Coline Ruiz-Darasse est chargée de recherche au CNRS à l’Institut Ausonius (UMR 5607, université Bordeaux Montaigne). Elle est spécialiste des langues d’attestation fragmentaire et d’épigraphie préromaine, notamment du domaine ibérique (paléohispanique) et celtique (gaulois). Ancienne membre de la Casa de Velázquez et agrégée de Lettres Classiques, elle a participé à plusieurs chantiers de fouilles et travaille actuellement sur les échanges graphiques et linguistiques dans l’Occident préromain. Depuis 2020, elle dirige le projet ANR RIIG (ANR 19-CE27-0003).

Elle est aussi directrice de la collection « Diglossi@ » (Un@, Presses universitaires de Bordeaux – MSH Bordeaux)


Portrait de Coline Ruiz-Darasse en vidéo, durée: 04:06

Chapitres:

  • Quel est votre parcours? : 0:12
  • Quel est l’objet de votre recherche? : 1:03
  • Focus sur le projet ANR RIIG – Recueil informatisé des inscriptions gauloises : 1:55

[Portrait]

Parlez-nous de votre parcours

J’ai une formation initiale en lettres classiques et en philologie.

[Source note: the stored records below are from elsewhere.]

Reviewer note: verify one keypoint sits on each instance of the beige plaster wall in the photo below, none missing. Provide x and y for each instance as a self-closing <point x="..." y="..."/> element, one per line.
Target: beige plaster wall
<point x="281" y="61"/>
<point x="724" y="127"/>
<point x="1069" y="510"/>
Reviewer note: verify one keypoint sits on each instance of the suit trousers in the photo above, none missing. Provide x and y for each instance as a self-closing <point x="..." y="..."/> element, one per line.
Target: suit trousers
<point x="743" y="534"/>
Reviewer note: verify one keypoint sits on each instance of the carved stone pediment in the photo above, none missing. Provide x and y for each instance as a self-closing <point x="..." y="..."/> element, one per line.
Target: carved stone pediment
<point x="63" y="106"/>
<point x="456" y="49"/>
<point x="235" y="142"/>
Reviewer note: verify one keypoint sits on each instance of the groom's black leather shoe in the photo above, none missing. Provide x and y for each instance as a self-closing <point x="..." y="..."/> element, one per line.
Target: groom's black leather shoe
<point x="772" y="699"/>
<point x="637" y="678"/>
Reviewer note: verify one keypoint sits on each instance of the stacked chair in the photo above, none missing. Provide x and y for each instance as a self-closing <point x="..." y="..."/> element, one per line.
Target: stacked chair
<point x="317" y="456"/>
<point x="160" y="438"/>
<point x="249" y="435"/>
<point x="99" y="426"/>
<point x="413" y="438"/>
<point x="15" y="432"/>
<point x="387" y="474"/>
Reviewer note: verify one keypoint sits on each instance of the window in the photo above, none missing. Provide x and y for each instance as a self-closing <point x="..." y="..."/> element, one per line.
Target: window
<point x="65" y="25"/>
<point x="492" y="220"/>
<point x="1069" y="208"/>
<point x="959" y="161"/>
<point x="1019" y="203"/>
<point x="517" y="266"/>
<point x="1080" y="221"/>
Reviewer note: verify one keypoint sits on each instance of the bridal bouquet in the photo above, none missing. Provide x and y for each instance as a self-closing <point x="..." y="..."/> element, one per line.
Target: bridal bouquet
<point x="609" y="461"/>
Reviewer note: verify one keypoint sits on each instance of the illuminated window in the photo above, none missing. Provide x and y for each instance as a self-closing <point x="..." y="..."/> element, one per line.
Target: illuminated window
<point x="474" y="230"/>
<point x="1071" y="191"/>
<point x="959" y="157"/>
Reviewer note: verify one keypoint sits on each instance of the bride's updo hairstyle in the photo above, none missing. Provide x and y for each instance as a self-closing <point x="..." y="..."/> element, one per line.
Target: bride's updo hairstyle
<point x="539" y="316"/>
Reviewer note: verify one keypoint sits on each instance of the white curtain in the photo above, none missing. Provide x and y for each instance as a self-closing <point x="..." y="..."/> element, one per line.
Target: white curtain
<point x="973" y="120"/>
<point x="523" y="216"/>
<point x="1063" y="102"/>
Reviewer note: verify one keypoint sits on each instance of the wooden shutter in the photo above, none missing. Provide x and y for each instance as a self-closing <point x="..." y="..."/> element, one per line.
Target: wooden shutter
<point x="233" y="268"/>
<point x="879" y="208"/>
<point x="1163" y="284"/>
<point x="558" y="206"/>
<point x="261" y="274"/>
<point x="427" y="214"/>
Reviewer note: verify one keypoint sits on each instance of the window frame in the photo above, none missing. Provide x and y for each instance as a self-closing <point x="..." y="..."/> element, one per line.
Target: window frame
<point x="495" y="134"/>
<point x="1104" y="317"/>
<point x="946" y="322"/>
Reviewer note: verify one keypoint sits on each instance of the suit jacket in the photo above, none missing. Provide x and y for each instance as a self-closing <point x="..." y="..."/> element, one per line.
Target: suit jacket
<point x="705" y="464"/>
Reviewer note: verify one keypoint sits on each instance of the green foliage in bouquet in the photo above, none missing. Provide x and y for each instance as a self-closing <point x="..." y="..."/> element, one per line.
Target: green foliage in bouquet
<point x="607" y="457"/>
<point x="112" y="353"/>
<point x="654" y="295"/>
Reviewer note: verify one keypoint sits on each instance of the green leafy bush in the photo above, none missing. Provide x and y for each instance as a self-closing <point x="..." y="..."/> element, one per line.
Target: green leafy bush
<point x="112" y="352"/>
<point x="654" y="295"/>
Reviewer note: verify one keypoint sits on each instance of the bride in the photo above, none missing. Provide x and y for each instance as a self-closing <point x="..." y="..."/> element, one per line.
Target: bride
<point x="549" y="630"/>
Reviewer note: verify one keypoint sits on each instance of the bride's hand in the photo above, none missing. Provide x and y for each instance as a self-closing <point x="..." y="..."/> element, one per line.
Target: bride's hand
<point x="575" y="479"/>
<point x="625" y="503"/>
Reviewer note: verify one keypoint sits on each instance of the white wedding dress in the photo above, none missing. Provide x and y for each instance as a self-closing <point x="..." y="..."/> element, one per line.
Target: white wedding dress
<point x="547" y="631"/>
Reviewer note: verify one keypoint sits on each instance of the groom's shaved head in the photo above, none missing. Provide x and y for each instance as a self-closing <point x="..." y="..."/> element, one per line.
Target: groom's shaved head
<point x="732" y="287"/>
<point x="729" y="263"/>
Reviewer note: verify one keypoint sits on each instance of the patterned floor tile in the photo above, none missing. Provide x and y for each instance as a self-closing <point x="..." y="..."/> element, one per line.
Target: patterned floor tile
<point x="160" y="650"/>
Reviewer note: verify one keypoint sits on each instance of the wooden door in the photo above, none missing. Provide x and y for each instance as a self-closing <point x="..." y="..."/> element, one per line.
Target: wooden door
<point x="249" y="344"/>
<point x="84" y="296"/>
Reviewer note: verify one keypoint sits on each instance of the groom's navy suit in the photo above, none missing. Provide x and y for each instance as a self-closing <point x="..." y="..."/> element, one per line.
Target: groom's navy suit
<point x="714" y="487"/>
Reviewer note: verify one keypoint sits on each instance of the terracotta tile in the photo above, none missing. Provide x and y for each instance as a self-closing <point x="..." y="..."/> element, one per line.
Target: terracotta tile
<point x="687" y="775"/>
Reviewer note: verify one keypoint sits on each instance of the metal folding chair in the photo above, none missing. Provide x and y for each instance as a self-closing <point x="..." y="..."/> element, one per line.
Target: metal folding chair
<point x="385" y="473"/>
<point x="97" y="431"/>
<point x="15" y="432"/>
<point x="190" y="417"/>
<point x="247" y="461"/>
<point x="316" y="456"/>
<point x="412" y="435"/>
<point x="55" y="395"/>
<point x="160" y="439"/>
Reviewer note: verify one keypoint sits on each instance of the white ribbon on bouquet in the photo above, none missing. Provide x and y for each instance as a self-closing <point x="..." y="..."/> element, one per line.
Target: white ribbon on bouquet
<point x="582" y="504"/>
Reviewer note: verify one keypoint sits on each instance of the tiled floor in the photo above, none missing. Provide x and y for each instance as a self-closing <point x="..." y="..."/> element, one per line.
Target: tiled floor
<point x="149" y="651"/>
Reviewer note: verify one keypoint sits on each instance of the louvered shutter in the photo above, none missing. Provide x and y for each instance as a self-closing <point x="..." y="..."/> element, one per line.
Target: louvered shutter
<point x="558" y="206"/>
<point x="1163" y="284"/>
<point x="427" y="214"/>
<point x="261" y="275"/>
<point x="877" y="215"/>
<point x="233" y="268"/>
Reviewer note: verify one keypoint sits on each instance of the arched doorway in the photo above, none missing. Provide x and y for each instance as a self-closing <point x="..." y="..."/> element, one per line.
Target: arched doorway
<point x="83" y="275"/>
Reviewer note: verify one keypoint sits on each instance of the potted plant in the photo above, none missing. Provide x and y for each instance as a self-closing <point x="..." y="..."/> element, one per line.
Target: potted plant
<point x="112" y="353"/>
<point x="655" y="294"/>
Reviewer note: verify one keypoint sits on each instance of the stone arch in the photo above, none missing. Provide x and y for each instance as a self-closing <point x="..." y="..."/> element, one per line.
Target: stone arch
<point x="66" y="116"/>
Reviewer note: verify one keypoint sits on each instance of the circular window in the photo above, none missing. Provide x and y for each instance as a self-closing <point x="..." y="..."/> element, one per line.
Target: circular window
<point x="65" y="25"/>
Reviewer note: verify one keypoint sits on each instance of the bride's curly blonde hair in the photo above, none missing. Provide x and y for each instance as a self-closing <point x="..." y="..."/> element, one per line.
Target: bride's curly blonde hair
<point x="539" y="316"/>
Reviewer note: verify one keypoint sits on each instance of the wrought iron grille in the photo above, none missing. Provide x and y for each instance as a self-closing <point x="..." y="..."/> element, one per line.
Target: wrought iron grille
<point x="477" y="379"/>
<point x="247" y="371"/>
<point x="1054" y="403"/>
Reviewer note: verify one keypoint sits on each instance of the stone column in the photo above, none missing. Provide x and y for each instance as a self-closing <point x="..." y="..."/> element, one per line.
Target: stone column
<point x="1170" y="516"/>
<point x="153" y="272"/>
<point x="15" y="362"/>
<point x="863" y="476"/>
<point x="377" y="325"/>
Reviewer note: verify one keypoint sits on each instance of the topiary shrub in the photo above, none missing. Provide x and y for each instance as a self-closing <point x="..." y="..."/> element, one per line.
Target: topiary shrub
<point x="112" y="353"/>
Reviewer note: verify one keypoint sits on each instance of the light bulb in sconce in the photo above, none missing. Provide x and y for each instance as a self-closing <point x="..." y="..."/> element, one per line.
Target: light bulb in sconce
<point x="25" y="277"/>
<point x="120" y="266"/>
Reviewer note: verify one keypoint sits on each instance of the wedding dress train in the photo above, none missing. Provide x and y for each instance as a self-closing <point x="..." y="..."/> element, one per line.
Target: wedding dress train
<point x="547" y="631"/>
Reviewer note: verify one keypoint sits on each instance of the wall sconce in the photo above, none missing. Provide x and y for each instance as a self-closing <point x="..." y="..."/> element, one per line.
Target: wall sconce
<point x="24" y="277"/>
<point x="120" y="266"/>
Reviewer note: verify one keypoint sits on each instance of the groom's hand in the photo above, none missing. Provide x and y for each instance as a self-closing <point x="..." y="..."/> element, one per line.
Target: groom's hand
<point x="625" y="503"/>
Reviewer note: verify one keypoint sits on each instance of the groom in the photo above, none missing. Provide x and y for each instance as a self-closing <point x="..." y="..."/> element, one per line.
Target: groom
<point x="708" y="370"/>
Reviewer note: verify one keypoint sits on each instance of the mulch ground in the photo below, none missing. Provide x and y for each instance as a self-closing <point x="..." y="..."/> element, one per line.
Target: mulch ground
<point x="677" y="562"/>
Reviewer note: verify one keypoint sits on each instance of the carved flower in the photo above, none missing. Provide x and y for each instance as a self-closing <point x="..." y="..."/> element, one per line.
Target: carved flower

Je suis passée par des études en classe prépa puis j’ai fait une double licence en lettres classiques et archéologie à l’Université de Toulouse-Le Mirail (l’ancien nom de Toulouse Jean-Jaurès). J’ai une maîtrise en philologie sur le linéaire B et un DEA en Sciences de l’Antiquité sur les inscriptions paléohispaniques du Pays Valencien en Espagne. Ces deux travaux universitaires s’attachaient déjà à ce qui a structuré mon travail de doctorat : le lien indissociable entre contexte matériel, contexte graphique et contexte littéraire ou social.
Après avoir obtenu une agrégation de Lettres classiques, j’ai préparé ma thèse de doctorat à la IVe section de l’École pratique des Hautes Études à Paris, sous la direction de Pierre-Yves Lambert ainsi qu’à la Casa de Velázquez à Madrid où j’ai été membre scientifique pendant deux années.
Ma thèse traitait des contacts et des échanges entre les populations celtiques et ibériques du nord-est de la péninsule Ibérique et le sud de la Gaule, entre Ve et Ier s. a.C. Ce travail avait pour objectif de mieux comprendre la phonétique de la langue ibérique par les adaptations de noms étrangers à cette écriture et d’étudier les réseaux d’échanges de part et d’autre des Pyrénées. Pendant 5 ans, j’ai été chargée de publication à l’Académie des inscriptions et Belles-Lettres à Paris avant d’être recrutée au CNRS en 2014.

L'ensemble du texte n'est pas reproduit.